Il disco è accompagnato da un progetto artistico, una installazione alla stazione centrale di Milano.

Il progetto nasce dal fatto che ho ricominciato a lavorare con Gabriele Tutino, il regista torinese che ha girato i miei primi videoclip. Ne abbiamo realizzato alcuni con le canzoni del nuovo disco e alla fine ci siamo indirizzati sull’idea di una installazione. Un cubo al centro della stazione centrale con i visual sul pavimento, gli specchi tutto intorno in cui gira un loop di 10 minuti dove si sentono tutti i frammenti del disco. Sostanzialmente è un’esperienza immersiva, immaginando una «dimensione tipo» che fosse quella di una specie di portale. Anche la figura del cavallo bianco è un po’ un tramite tra due mondi, e ci piaceva immaginare questo portale in cui si entra e si vive questa cosa assolutamente fuori dall’ordinario.

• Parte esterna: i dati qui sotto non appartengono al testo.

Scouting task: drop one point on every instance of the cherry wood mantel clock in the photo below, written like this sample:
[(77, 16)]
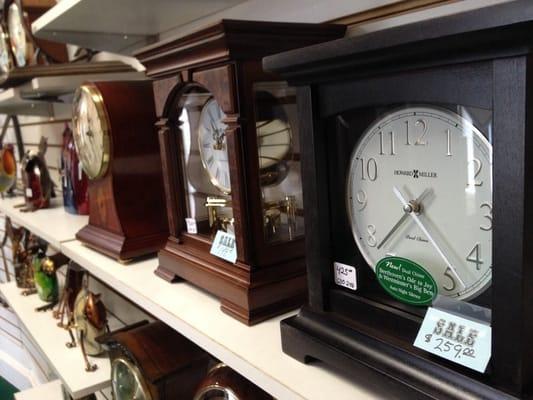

«Gira che ti rigira» – una delle tracce più interessanti del disco – è ispirata dalla leggerezza di «Attenti al lupo» scritta da Ron e poi interpretata da Lucio Dalla.

Ero a casa insieme a mia moglie e i miei figli e guardavamo video su YouTube per fare sentire ai bambini delle canzoni. È partita Attenti al lupo, un pezzo che ho sempre amato sin da bambino: una produzione esemplare, di incredibile leggerezza. E su quegli accordi in levare ci ho canticchiato sopra, poi quando con Alessio mesi dopo abbiamo iniziato a fare il disco il nostro gioco è stato quello di mischiare suoni più classici con suoni più bizzarri.

«Il messaggio» che chiude la scaletta, è il pezzo definito il più complesso e che ha rimandato fino all’ultimo.

È stato un periodo dal punto di vista personale particolarmente delicato, sia per me che per Alessio. Il messaggio mi piaceva ma qualcosa mi bloccava, finché mi è venuta l’idea di raccontare tutto come una sorta di viaggio psichedelico o ancor meglio un trip mistico, con una dichiarazione d’amore finale.

Da ottobre su Mubi è disponibile il documentario «Antipop,» regia di Jacopo Farina, dalla costruzione poco canonica. Più che vita e carriera di Cosmo è il racconto di chi gli gira intorno: familiari, amici….

È stata una gestazione lunga e anche tortuosa e all’inizio non volevo prendermene cura in alcun modo: insomma – pensavo – come faccio io a prendermi cura di un film che parla di me? Così è scattata l’idea di far parlare amici, familiari anche perché penso che ognuno di noi è quello che è, perché si definisce anche in base a chi ha intorno. Noi siamo strutturati in un certo modo, perché siamo cresciuti con certe persone.

Nel film si parla anche dei suoi esordi punk e poi il passaggio alla scena dei club. Qual è il filo che unisce due mondi a tutti gli effetti diversi?

Essenzialmente sono a loro modo due controculture, soprattutto il punk che nasceva sul finire dei settanta proprio con la connotazione di rottura. E l’elettronica – e in particolare quella del ballo, del dancefloor, quindi pensiamo alla rivoluzione rave fine anni 80, è nata come un gesto che non era solo musicale ma era anche una filosofia di vita, una visione sulla società. Per quanto addirittura si affermi che nella club culture è incluso l’elemento punk. E in qualche modo è vero, l’aspetto cyber e l’elemento utopistico lo riscontro. Quella attitudine la vivo come una sorta di deformazione, e mi è rimasta. Se vieni anche a vedermi dal vivo, capisci che ho quell’approccio. E a volte la trovi anche nel disco: ci sono le accelerazioni ovvero improvvisamente alzi i volumi, come se tu volessi dare una spinta molto più forte a pezzi che hanno un impatto già sostenuto. Sì, posso affermare di sentirmi legato a quell’attitudine.